Figure 1. Relative speedups of MXFP8 MoE compared to BF16 (normalized to 1.0).

Most of this improvement came from transitioning from BF16 to MXFP8 which we achieved with nearly zero loss in training quality. But this also taught us that going low precision is easier said than done. If not done carefully, MXFP8 training may offer minimal performance improvement over BF16 due to various kernel overheads. The MXFP8 training recipe is also not widely shared, meaning you have to discover the right approach yourself.

The following is our recipe, and a look at the ML work we do at Cursor.

A quick introduction to the Microscaling (MX) data formats

A common way to reduce the computational cost of large deep learning models is to use lower-precision activations and weights. However, converting them to narrow bit-width formats (e.g., 8 or fewer bits) introduces unacceptable rounding error unless the values are scaled appropriately. For example, some weights in a large model might be 0.0001, 0.0005, or -0.0007, but naively converting these to FP8 would round them all to the same number: zero, since the smallest positive value representable in FP8E4M3 is around 0.0019.

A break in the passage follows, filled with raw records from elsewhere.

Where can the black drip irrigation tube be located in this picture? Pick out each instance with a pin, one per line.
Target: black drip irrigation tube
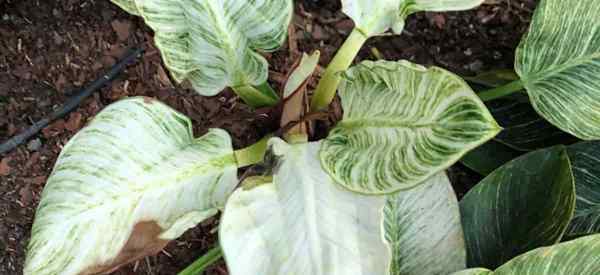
(72, 103)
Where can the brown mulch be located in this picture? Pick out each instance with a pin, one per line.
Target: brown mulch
(50, 49)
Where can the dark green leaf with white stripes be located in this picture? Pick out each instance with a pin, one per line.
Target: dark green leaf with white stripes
(136, 163)
(423, 228)
(580, 256)
(585, 159)
(559, 64)
(402, 124)
(523, 128)
(525, 204)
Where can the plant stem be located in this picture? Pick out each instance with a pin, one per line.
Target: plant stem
(257, 96)
(252, 154)
(501, 91)
(328, 84)
(198, 266)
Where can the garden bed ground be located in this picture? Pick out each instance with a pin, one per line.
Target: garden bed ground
(50, 49)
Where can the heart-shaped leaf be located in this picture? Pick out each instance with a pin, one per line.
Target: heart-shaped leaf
(402, 124)
(423, 227)
(585, 161)
(303, 223)
(213, 44)
(125, 185)
(374, 17)
(579, 257)
(525, 204)
(559, 65)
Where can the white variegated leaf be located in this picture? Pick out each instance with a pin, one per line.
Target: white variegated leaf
(423, 227)
(213, 44)
(402, 124)
(303, 223)
(559, 65)
(374, 17)
(125, 185)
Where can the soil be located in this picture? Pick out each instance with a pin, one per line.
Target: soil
(50, 49)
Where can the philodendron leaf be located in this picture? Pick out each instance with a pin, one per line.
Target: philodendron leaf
(127, 5)
(402, 124)
(559, 64)
(125, 185)
(213, 44)
(525, 204)
(580, 256)
(423, 227)
(585, 158)
(375, 17)
(303, 223)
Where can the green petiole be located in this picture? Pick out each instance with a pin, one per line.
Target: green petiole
(257, 96)
(328, 84)
(198, 266)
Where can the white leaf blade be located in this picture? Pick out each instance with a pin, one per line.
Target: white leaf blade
(213, 44)
(136, 163)
(303, 223)
(424, 229)
(402, 123)
(374, 17)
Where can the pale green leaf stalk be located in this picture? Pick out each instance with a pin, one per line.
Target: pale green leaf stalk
(215, 44)
(423, 227)
(137, 163)
(373, 18)
(302, 223)
(559, 64)
(402, 124)
(580, 256)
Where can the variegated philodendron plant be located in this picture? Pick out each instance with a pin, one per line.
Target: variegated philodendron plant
(372, 197)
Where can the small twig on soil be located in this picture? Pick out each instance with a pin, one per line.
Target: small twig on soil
(72, 102)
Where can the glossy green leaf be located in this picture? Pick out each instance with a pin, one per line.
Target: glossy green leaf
(585, 159)
(423, 227)
(488, 157)
(131, 180)
(559, 64)
(525, 204)
(214, 44)
(474, 271)
(523, 128)
(402, 124)
(580, 256)
(303, 223)
(374, 17)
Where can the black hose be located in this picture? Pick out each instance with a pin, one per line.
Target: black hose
(72, 102)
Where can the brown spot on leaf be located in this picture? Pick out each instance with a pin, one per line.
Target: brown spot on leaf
(142, 242)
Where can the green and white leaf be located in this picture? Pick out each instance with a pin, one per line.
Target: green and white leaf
(137, 161)
(375, 17)
(525, 204)
(474, 271)
(214, 44)
(302, 223)
(580, 256)
(585, 159)
(559, 64)
(402, 124)
(423, 227)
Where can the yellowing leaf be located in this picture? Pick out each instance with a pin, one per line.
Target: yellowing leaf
(124, 186)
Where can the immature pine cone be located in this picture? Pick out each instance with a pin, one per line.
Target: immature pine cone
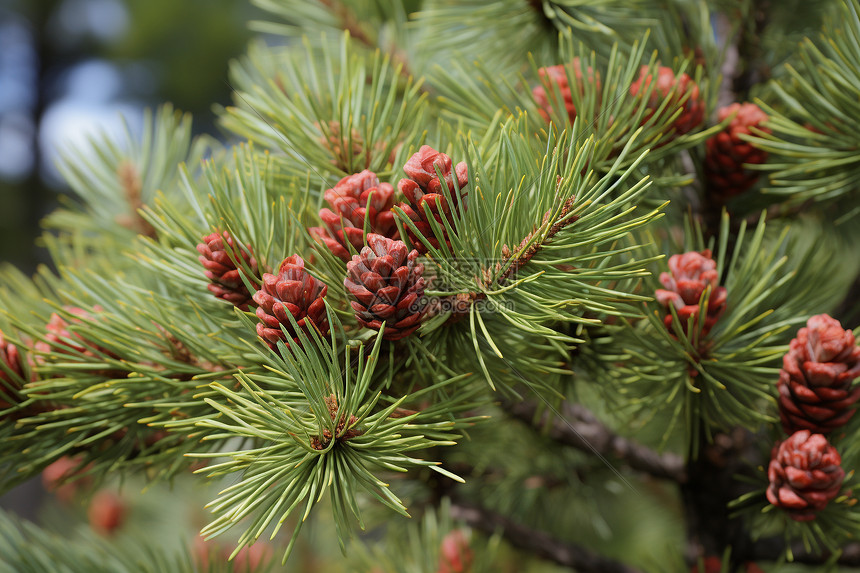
(352, 200)
(425, 188)
(11, 358)
(292, 291)
(815, 383)
(693, 112)
(690, 274)
(545, 94)
(726, 153)
(223, 272)
(805, 475)
(388, 286)
(455, 554)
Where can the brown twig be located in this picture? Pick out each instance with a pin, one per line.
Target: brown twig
(537, 542)
(526, 250)
(582, 430)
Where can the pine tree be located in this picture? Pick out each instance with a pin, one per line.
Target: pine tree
(569, 283)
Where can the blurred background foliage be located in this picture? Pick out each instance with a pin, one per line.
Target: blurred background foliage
(69, 68)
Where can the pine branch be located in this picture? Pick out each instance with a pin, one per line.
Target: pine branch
(582, 430)
(537, 542)
(350, 23)
(751, 70)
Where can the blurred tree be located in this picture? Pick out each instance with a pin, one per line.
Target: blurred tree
(160, 50)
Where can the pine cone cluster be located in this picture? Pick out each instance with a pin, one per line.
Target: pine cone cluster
(387, 286)
(815, 383)
(726, 153)
(555, 78)
(805, 474)
(693, 110)
(690, 274)
(343, 147)
(354, 200)
(425, 188)
(223, 271)
(455, 553)
(293, 290)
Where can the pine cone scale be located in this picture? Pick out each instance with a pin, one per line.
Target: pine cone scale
(815, 383)
(389, 295)
(293, 292)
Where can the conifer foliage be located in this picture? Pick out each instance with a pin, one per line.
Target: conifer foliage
(519, 270)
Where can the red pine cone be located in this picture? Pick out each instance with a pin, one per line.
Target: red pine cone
(545, 94)
(107, 512)
(805, 474)
(726, 153)
(455, 555)
(690, 274)
(425, 188)
(292, 291)
(693, 112)
(815, 383)
(11, 358)
(222, 270)
(352, 200)
(388, 286)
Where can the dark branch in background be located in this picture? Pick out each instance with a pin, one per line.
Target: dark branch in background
(537, 542)
(773, 549)
(582, 430)
(751, 69)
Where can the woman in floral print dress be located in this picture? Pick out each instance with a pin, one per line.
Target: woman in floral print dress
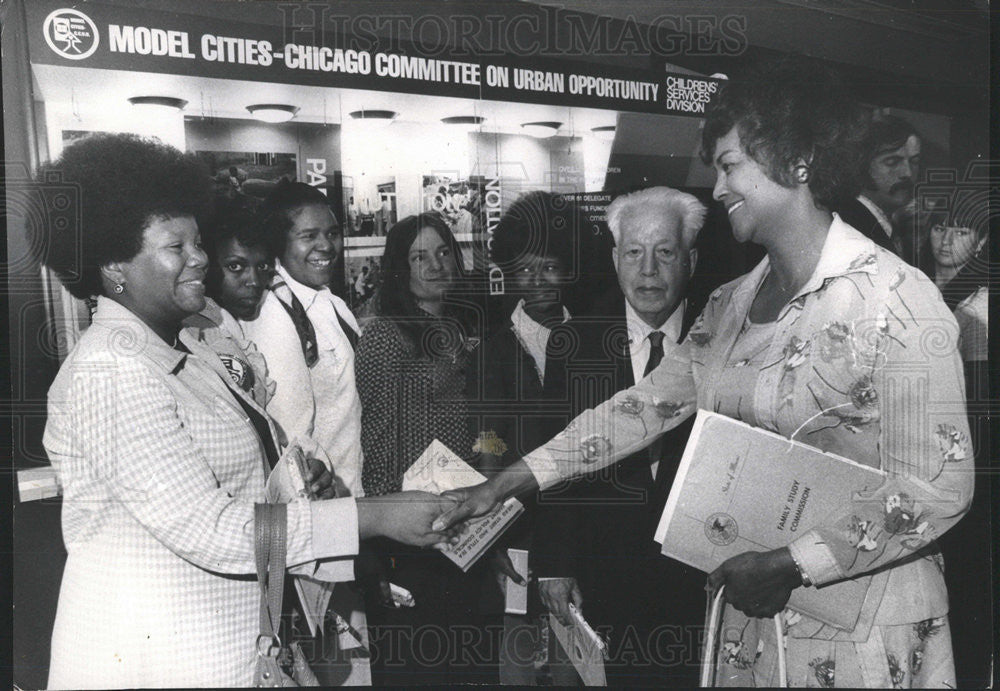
(831, 341)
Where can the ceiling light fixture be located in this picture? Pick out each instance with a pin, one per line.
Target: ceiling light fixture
(465, 122)
(373, 119)
(541, 130)
(272, 112)
(605, 133)
(167, 104)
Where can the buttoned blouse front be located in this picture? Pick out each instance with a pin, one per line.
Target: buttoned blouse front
(160, 468)
(321, 401)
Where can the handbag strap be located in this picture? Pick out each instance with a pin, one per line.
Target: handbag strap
(708, 658)
(270, 529)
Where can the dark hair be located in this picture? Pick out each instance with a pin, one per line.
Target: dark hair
(540, 223)
(395, 300)
(789, 110)
(887, 132)
(125, 183)
(232, 218)
(884, 133)
(277, 213)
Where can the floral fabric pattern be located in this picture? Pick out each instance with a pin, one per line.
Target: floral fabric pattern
(862, 363)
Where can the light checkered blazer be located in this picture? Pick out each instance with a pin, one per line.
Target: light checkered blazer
(160, 469)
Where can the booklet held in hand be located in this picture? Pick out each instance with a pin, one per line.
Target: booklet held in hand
(743, 489)
(439, 469)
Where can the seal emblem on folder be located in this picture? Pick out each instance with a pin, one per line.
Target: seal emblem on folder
(721, 529)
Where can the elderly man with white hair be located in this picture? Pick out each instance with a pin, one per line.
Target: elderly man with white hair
(593, 544)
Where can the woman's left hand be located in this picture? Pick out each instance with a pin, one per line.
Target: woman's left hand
(758, 583)
(320, 480)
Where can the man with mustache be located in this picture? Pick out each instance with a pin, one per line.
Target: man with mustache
(888, 175)
(593, 541)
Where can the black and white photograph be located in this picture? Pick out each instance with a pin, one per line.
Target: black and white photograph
(500, 343)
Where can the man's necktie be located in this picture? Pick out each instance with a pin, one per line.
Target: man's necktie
(303, 327)
(655, 352)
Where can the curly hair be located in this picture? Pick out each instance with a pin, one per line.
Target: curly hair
(789, 110)
(277, 213)
(125, 183)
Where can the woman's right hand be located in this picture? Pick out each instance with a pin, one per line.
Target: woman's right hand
(407, 517)
(469, 502)
(557, 593)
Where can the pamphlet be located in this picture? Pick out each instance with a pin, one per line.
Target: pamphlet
(439, 469)
(741, 489)
(583, 646)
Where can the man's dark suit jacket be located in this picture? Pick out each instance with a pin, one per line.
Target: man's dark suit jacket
(857, 215)
(599, 528)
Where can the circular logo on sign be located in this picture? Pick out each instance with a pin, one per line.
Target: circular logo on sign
(721, 529)
(71, 34)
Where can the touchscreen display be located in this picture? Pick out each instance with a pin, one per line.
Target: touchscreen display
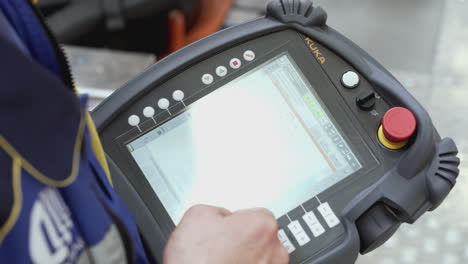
(264, 139)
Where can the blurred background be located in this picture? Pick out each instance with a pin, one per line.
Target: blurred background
(424, 43)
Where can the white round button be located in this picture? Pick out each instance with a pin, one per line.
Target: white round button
(350, 79)
(207, 79)
(134, 120)
(235, 63)
(149, 112)
(249, 55)
(163, 103)
(178, 95)
(221, 71)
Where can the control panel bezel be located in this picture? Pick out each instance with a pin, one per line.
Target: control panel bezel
(410, 181)
(357, 134)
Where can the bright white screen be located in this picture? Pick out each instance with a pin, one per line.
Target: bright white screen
(262, 140)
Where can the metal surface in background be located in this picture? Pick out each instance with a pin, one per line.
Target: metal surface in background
(99, 72)
(424, 43)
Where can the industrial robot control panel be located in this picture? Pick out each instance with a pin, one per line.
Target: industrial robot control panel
(284, 113)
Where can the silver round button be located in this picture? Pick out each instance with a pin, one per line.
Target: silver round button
(149, 112)
(178, 95)
(163, 103)
(350, 80)
(134, 120)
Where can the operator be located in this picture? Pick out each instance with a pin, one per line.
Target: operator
(57, 204)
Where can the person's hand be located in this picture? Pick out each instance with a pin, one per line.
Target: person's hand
(210, 235)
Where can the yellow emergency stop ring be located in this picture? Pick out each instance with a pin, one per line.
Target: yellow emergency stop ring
(390, 144)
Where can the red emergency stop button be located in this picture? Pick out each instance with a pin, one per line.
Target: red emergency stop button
(398, 125)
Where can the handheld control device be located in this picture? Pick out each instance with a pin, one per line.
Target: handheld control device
(285, 113)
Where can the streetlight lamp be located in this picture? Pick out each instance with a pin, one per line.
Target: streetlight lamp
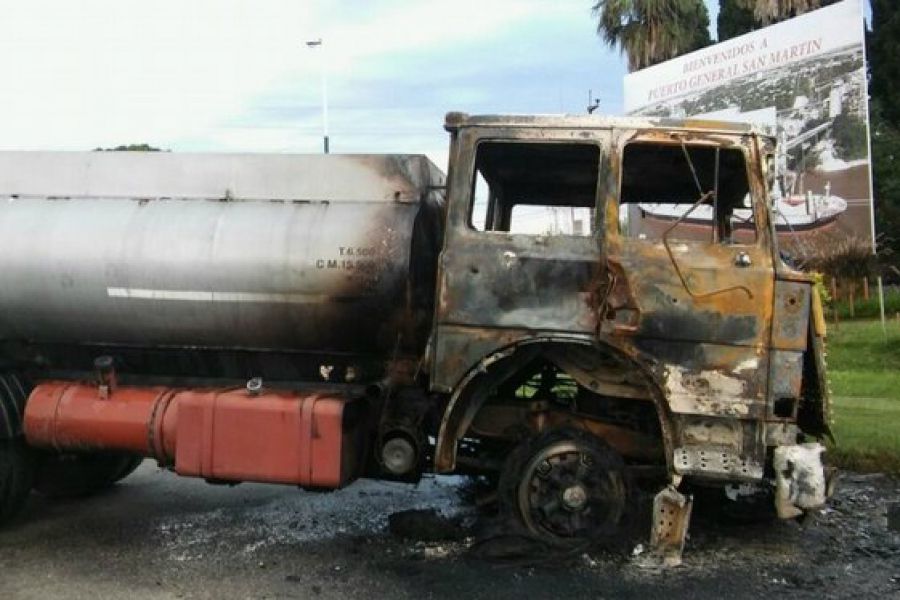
(312, 45)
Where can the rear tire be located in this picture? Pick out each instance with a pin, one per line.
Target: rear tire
(16, 473)
(16, 459)
(72, 475)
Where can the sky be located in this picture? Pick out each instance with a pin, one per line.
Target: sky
(237, 76)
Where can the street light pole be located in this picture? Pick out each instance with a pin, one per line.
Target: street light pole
(313, 44)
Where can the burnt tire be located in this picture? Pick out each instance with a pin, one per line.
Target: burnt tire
(16, 473)
(565, 487)
(74, 474)
(16, 459)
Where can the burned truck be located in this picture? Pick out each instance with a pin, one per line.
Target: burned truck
(310, 320)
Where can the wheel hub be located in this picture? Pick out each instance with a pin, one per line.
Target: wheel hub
(564, 491)
(574, 497)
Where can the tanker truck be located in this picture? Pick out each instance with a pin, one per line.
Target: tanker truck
(313, 319)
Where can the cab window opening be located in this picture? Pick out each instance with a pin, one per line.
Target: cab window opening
(535, 188)
(661, 183)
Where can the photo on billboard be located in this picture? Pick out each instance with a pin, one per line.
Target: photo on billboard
(803, 80)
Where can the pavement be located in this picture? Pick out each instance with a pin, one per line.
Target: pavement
(158, 536)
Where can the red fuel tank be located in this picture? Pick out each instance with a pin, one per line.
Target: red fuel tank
(307, 439)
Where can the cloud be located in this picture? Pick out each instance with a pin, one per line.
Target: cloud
(235, 75)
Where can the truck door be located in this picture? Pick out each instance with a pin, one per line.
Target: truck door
(692, 242)
(522, 244)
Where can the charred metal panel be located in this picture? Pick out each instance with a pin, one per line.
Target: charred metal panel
(790, 317)
(461, 348)
(719, 448)
(786, 380)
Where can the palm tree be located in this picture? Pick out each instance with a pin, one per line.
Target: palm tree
(771, 11)
(652, 31)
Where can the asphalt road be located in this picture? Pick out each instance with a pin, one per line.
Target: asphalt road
(158, 536)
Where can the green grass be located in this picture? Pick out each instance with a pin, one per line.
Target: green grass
(864, 369)
(868, 309)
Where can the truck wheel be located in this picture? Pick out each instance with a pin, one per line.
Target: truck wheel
(16, 471)
(564, 486)
(16, 460)
(70, 474)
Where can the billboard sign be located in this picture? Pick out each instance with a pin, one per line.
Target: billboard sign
(805, 78)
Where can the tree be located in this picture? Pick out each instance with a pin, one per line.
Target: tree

To address this, it is common to apply a per-tensor scaling factor, which rescales the tensor while keeping its values within the representable range of the target data format. This ensures that the available dynamic range is fully utilized. For example, if a tensor's values are all between -0.0001 and 0.0001, its scaling factor could be set to 4,480,000. This would cause the tensor's values after scaling to be in the range [-448, 448], which corresponds to the representable bounds of FP8E4M3.

Microscaling goes a step further by applying scaling to fine-grained sub-blocks of a tensor, rather than using a single scale factor for the entire tensor. The Microscaling (MX) format standardizes this approach by defining a set of low-precision, micro-scaled data formats. Full details are provided in its specification, which defines the following concrete MX-compliant formats:

Table 1. Concrete MX-compliant formats.

For example, if we use the MXFP8 format with the E4M3 element type, the data would consist of FP8E4M3 elements with an FP8E8M0 scale factor applied to every consecutive 32-element block, as illustrated in the figure below.

Figure 2. MXFP8 quantization example: Each 1x32 block shares a scale.

Although microscaling can unlock significant performance gains, applying it in practice introduces several challenges and depends heavily on the underlying hardware. Let's first look at why applying microscaling on NVIDIA Blackwell GPUs can be particularly challenging.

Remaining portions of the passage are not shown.